# Do I have a fertile egg?



## Ccisdacute1 (7 mo ago)

I found what I believe is a duck egg in the forest it was cold and alone. I’m guessing the egg rolled from the nest or something but couldn’t find one in sight. When the egg was found there was nothing in it and now 3 days later I see this. (Check attached photos) I’ve never hatched an egg before but I think I’m doing something right?? Any help would be great!!


----------



## robin416 (Sep 8, 2013)

I don't see anything other than the yolk. Give a couple more days and look for vein development.


----------



## Ccisdacute1 (7 mo ago)

robin416 said:


> I don't see anything other than the yolk. Give a couple more days and look for vein development.

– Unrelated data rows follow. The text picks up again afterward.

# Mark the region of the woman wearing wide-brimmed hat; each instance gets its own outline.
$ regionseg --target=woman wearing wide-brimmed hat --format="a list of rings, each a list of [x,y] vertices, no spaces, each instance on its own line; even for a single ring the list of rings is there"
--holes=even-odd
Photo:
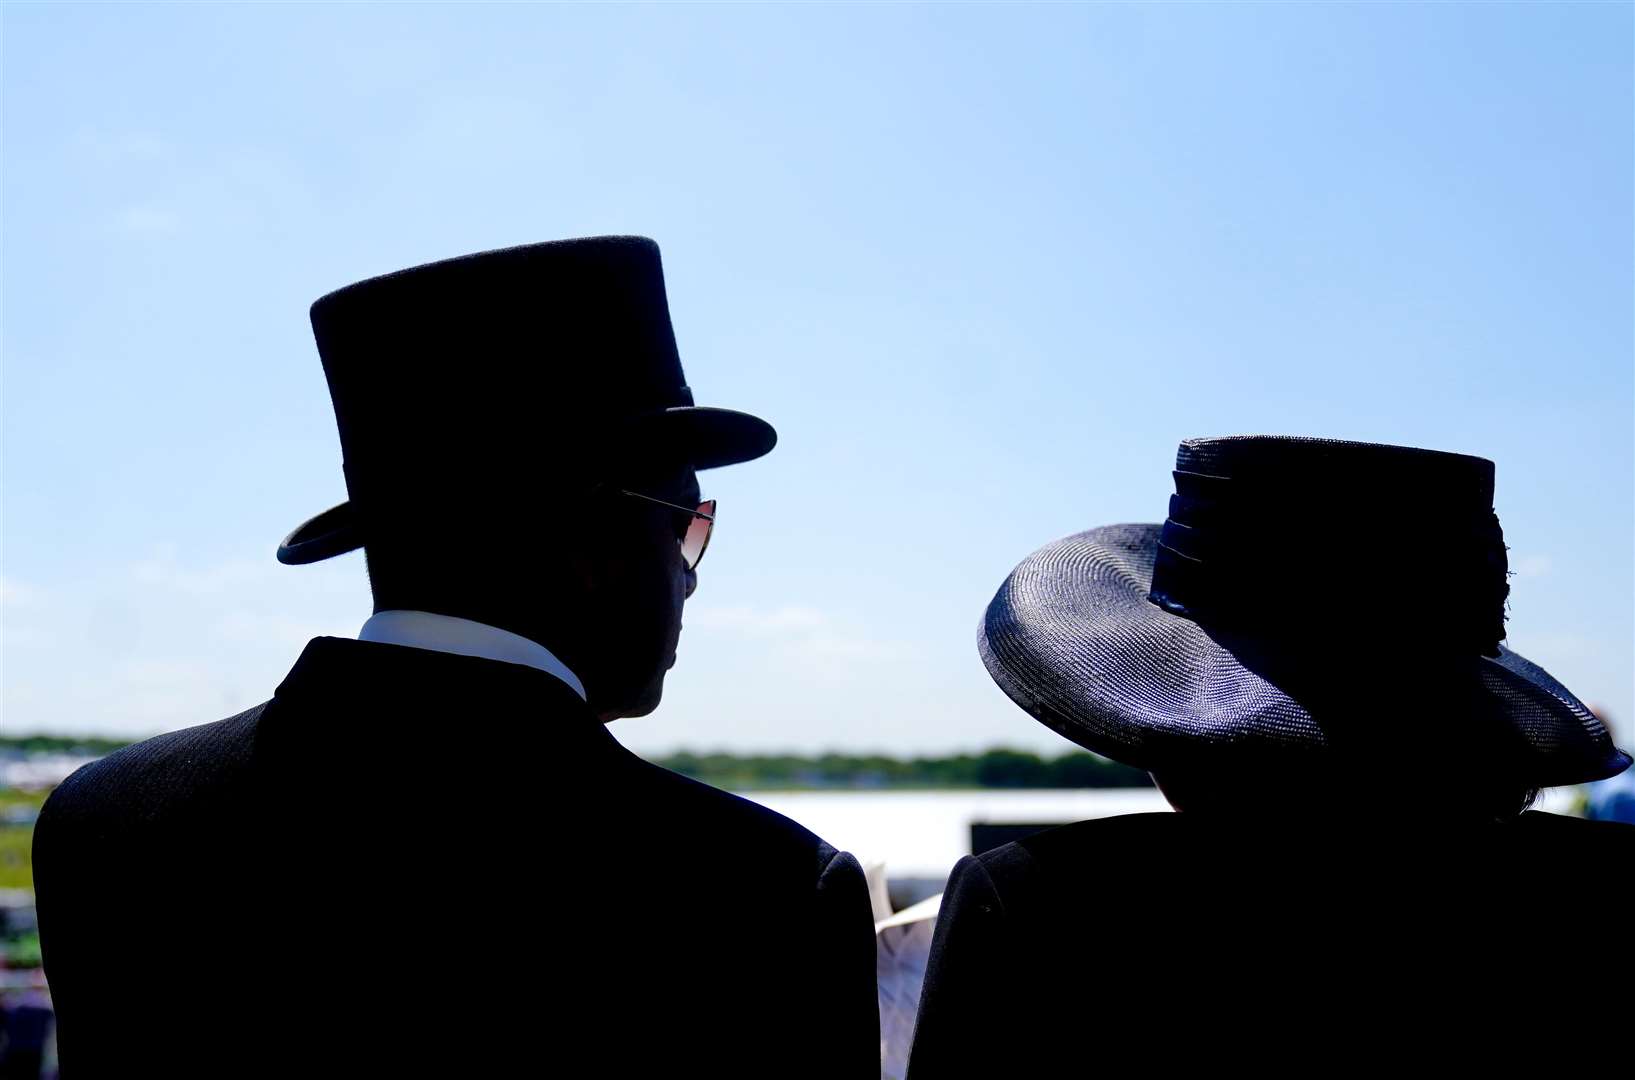
[[[1174,476],[1162,525],[1024,560],[978,645],[1182,812],[961,860],[913,1080],[1595,1052],[1635,827],[1527,808],[1630,758],[1501,644],[1493,464],[1236,437]]]

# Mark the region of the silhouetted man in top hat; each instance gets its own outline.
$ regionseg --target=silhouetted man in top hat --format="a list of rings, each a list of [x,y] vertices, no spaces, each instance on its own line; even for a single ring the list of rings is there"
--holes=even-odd
[[[696,471],[776,438],[693,405],[657,247],[434,263],[312,321],[350,500],[278,555],[364,547],[375,614],[52,796],[64,1075],[873,1075],[856,860],[605,726],[675,662]]]

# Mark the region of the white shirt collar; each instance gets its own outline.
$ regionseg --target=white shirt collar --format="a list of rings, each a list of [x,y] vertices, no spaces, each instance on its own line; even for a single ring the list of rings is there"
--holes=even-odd
[[[581,701],[588,700],[585,697],[585,684],[551,650],[521,634],[513,634],[487,623],[453,615],[438,615],[431,611],[377,611],[358,631],[358,640],[407,645],[411,649],[430,649],[460,656],[479,656],[486,660],[538,668],[567,683]]]

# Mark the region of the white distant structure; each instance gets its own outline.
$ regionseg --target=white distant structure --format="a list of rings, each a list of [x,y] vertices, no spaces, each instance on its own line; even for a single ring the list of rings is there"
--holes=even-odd
[[[83,754],[22,754],[0,757],[0,788],[44,791],[54,788],[81,765],[95,761]]]
[[[746,791],[794,818],[866,867],[882,862],[893,892],[907,880],[932,883],[915,900],[941,892],[948,872],[971,853],[972,825],[1065,825],[1071,821],[1168,811],[1156,788],[968,791]],[[899,901],[901,902],[901,901]]]

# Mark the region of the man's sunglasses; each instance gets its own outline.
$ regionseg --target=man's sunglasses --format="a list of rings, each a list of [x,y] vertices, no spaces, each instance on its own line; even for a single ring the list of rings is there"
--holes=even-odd
[[[710,533],[715,529],[715,500],[705,499],[698,504],[697,510],[689,510],[685,506],[677,506],[663,499],[655,499],[651,495],[643,495],[639,491],[625,491],[619,489],[620,495],[629,495],[632,499],[645,499],[650,503],[668,506],[676,511],[676,540],[681,544],[681,561],[687,564],[687,569],[693,570],[703,561],[704,549],[710,546]],[[681,515],[685,514],[686,517]]]

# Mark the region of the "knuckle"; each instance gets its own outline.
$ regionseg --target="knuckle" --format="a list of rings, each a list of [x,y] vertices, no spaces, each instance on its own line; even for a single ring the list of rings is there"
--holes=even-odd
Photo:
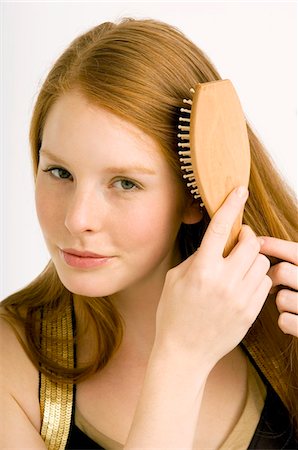
[[[269,277],[269,275],[265,275],[264,281],[267,285],[267,289],[270,290],[272,288],[273,285],[273,281],[272,279]]]
[[[287,297],[283,290],[279,291],[276,295],[276,306],[279,310],[283,310],[287,303]]]
[[[267,258],[267,256],[265,256],[262,253],[260,253],[258,255],[258,260],[262,264],[262,267],[264,267],[266,272],[268,272],[268,270],[270,269],[270,260],[269,260],[269,258]]]
[[[243,232],[248,232],[249,230],[251,230],[251,228],[250,228],[250,226],[247,225],[246,223],[243,223],[243,224],[241,225],[241,231],[243,231]]]
[[[286,312],[282,312],[278,318],[278,326],[284,333],[288,331],[288,322],[289,314]]]
[[[246,224],[241,225],[240,236],[242,238],[245,238],[246,236],[250,235],[250,233],[251,233],[251,228],[249,225],[246,225]]]
[[[214,274],[209,267],[201,266],[196,274],[196,278],[200,283],[209,283],[212,280],[214,281]]]
[[[242,228],[244,228],[244,231],[245,233],[247,233],[247,235],[256,237],[255,232],[249,225],[244,224],[242,225]]]
[[[230,229],[230,226],[227,222],[221,221],[219,219],[211,221],[210,226],[213,233],[218,234],[219,236],[225,236],[226,234],[228,234]]]
[[[246,240],[246,245],[252,252],[258,253],[260,251],[260,244],[256,236],[249,236]]]
[[[283,280],[289,270],[289,263],[282,261],[275,266],[275,275],[278,280]]]

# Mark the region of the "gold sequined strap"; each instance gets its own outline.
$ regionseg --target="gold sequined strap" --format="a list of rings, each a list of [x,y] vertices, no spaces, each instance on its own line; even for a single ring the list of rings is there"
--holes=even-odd
[[[74,366],[72,306],[63,315],[42,321],[42,351],[65,368]],[[51,381],[41,373],[41,436],[49,450],[64,450],[71,423],[73,384]]]

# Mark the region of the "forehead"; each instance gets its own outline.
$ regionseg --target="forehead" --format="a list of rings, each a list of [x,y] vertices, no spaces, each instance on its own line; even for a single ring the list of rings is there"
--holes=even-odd
[[[81,147],[138,150],[164,159],[158,143],[128,120],[90,103],[80,92],[63,94],[51,107],[43,129],[42,147],[59,152]]]
[[[51,107],[43,130],[44,149],[84,166],[129,163],[177,177],[153,137],[80,92],[62,95]]]

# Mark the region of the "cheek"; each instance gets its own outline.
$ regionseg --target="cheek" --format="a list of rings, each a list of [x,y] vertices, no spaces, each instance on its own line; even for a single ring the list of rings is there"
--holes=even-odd
[[[177,208],[155,201],[152,205],[137,208],[127,220],[126,231],[128,239],[134,240],[135,245],[168,247],[173,244],[180,225],[181,215]]]
[[[48,191],[37,182],[35,190],[37,217],[44,234],[50,233],[59,223],[63,223],[63,205],[61,197],[49,195]]]

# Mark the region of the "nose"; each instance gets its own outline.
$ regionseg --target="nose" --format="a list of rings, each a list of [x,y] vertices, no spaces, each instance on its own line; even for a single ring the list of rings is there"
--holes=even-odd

I thought the same but when I first found the egg it was clear! So somethings definitely happening. This circle recently formed it wasn’t there yesterday. Yesterday it was a little dark speck and now it’s this!


----------



## robin416 (Sep 8, 2013)

The fact it's being kept warm could cause the yolk to be more predominate. Look for the veins. That's your absolute certainty that it's fertile.

And if it is, what next?


----------



## Ccisdacute1 (7 mo ago)

robin416 said:


> The fact it's being kept warm could cause the yolk to be more predominate. Look for the veins. That's your absolute certainty that it's fertile.
> 
> And if it is, what next?


Thank you!


----------